In response, the Palestinian Farmers Union and a group of olive oil producers came together to form Al Zaytouna. As an umbrella organisation, Al Zaytouna helps to organise farmers and focus their efforts in defence of their interests.

The olive growers and olive pressers are organised into co-operatives. Al Zaytouna represents 14 encompassing 1,700 individual olive oil producers.

Al Zaytouna is managed by an elected board of directors and run by a professional management team supported by specialised volunteer staff including several from overseas.

Just to show that the US is not a monolithic bloc of evil-doers, another partner is ACDI/VOCA. The Washington-based NGO dates back to the 1997 merger of Agricultural Co-operative Development International and Volunteers in Overseas Co-operative Assistance, two US non-profit development organisations working largely in agriculture.
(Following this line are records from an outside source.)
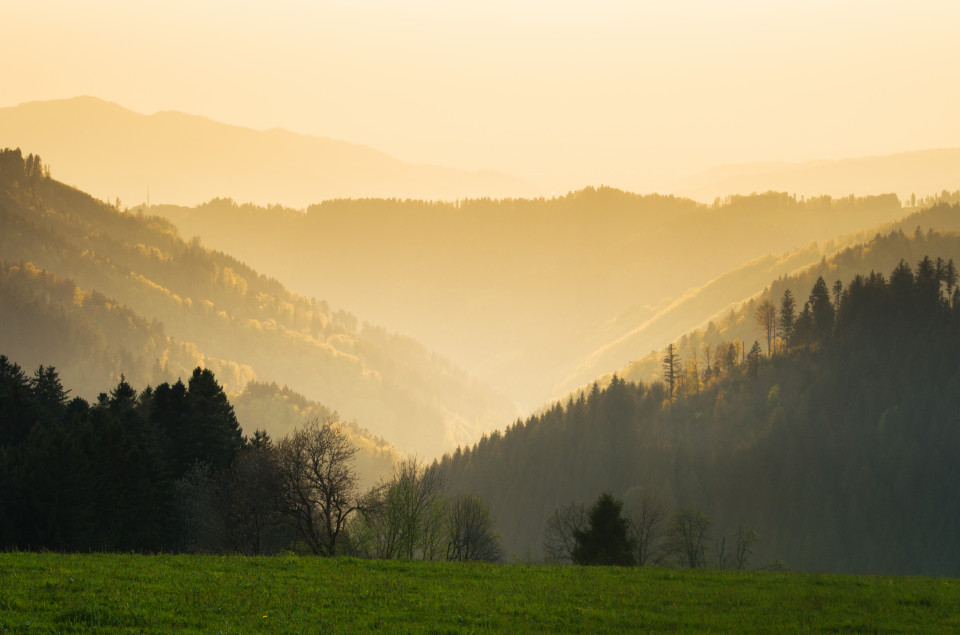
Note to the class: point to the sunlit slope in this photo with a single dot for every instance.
(92, 341)
(635, 332)
(939, 235)
(922, 172)
(519, 292)
(841, 451)
(110, 151)
(388, 383)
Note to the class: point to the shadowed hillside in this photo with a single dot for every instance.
(226, 311)
(111, 152)
(519, 292)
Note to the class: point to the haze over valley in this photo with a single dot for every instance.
(648, 284)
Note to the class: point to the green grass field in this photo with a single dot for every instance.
(69, 593)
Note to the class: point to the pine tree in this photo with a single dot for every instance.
(670, 364)
(787, 316)
(606, 540)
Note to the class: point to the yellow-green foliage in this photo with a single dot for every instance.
(113, 593)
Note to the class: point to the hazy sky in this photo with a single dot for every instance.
(562, 93)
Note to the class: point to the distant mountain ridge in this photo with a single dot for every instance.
(98, 292)
(112, 152)
(921, 172)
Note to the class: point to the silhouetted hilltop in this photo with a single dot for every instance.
(135, 270)
(112, 152)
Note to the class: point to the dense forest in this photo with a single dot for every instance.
(168, 470)
(123, 293)
(839, 447)
(538, 283)
(880, 252)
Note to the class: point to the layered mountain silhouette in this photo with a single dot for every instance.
(99, 292)
(921, 173)
(113, 152)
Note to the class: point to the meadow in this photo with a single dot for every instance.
(51, 592)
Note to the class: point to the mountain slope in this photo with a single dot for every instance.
(921, 172)
(389, 383)
(841, 452)
(881, 253)
(518, 292)
(111, 152)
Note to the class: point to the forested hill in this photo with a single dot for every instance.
(132, 282)
(841, 449)
(881, 252)
(534, 282)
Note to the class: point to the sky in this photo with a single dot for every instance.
(564, 94)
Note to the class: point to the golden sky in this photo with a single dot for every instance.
(628, 93)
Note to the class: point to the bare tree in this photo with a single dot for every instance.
(472, 534)
(746, 539)
(558, 535)
(319, 484)
(645, 525)
(687, 536)
(406, 522)
(248, 497)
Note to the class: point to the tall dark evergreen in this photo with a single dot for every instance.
(606, 540)
(788, 316)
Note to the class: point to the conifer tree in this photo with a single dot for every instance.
(606, 540)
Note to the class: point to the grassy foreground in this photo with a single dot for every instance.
(63, 593)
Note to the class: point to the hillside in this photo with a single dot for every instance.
(881, 252)
(922, 173)
(113, 152)
(534, 283)
(213, 307)
(840, 449)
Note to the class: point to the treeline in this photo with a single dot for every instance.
(504, 269)
(168, 469)
(606, 534)
(839, 449)
(158, 286)
(740, 326)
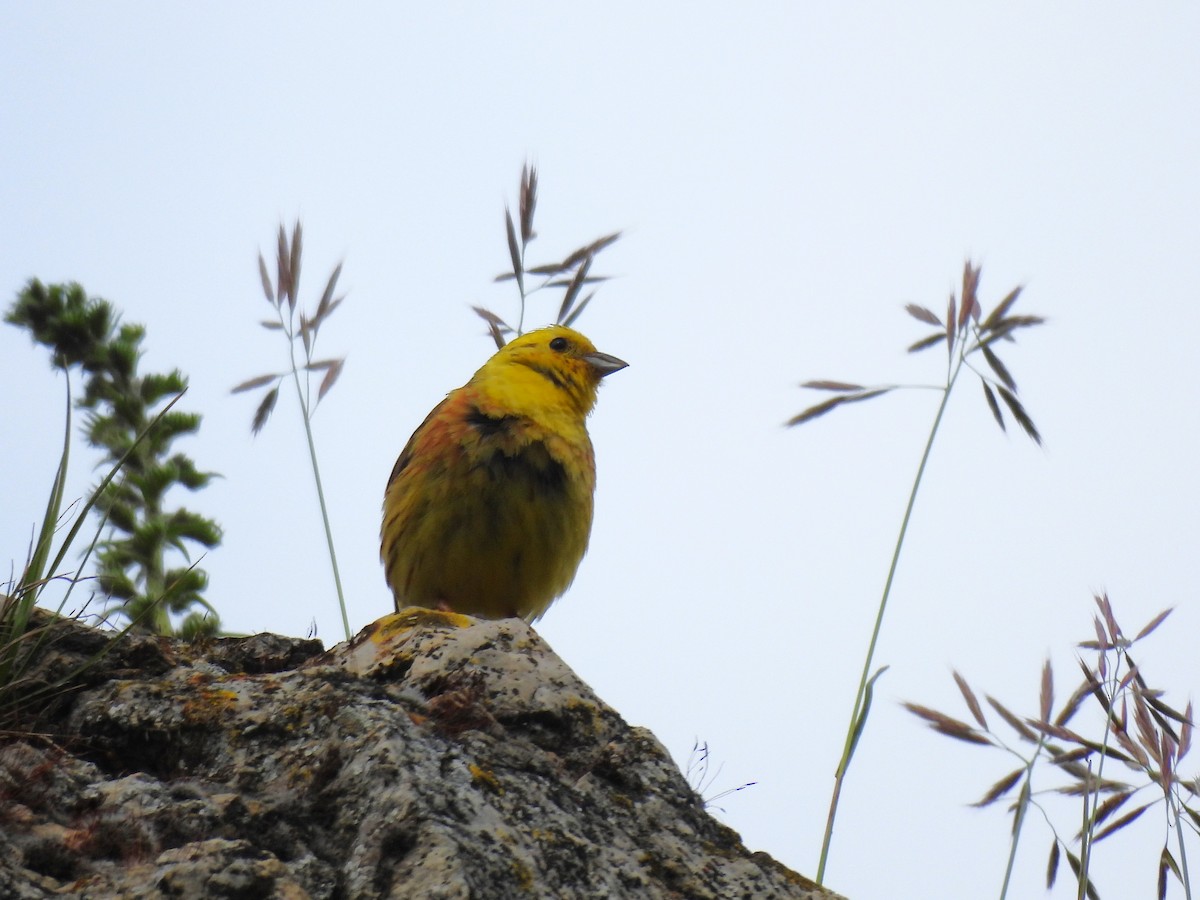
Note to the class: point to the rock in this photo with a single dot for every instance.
(432, 756)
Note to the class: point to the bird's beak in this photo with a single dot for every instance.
(603, 364)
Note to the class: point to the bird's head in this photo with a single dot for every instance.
(552, 366)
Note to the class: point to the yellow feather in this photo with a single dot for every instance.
(489, 508)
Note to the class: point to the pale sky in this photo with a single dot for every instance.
(787, 178)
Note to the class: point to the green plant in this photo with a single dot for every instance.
(22, 635)
(967, 335)
(132, 563)
(573, 274)
(1138, 731)
(283, 297)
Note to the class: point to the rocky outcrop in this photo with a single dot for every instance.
(433, 756)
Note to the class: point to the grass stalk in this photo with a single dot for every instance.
(858, 717)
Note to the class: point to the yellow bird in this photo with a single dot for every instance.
(489, 508)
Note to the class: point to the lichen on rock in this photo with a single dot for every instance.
(432, 756)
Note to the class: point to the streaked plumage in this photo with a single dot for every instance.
(489, 508)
The iniative has been remarkably successful. Al Zaytouna-supported co-operatives have eradicated the olive fly, a major threat to production, increased oil production some 40 per cent between 2005 and 2008, created local committees that train farmers in harvest, storage and production techniques and provided improved storage equipment such as stainless steel tanks to maintain the oil's quality.

Six of the co-ops are officially organic, although pretty much all Palestinian olive oil is organic because of the use of traditional farming methods.

Even with improved products, the growers need access to customers. This is where Zaytoun comes in. Zaytoun, a member of Co-operatives UK, is a co-operative community interest company.

The British government designated community interest companies as a new type of company designed for social enterprises that wish to use their profits and assets for the benefit of the community. The first CICs were registered at Companies House in 2005.

Since 2004, Zaytoun has imported more than 150 tons of olive oil to Britain, as well as Nablusi olive oil soap, za'atar (thyme-based herb mix), dates, couscous and almonds.

Heather Masoud of Zaytoun says that trade is difficult in the current political climate but is the best way to make a difference.

"The Palestinian people have long been associated with terrorism or victimhood in the popular media and their rich culture and society has often been overshadowed by this emphasis on violence or extreme poverty.

"Aid donations, while necessary, rarely foster foundations for long-term prosperity and social revitalisation. Our trade with the Palestinian people has brought in excess of £1 million to their economy and support for rural society."

The current situation is indeed grave but Masoud says that the "assault in Gaza largely does not affect Zaytoun's supply chains. In the main, the Palestinian producers we work with are in the West Bank."

However, she adds, "the West Bank supply chain is also a vulnerable one - the Palestinians do not have any control of their sea or land borders or their air space. Relying on the occupying force to allow trade is a weak position and, as we saw in Gaza, the economy will be destroyed if Israel also decides to deny passage of goods there."

In fact, Zaytoun did once source couscous from a women's co-op in Gaza, but the business became unviable - Israel has not allowed any of its products to cross the border for the last three years.

We have all been shocked by recent events in Gaza, but buying Zaytoun olive oil and its other products is one way to give practical help. It is time, I think, that we mounted a campaign to get its oil into our major supermarkets.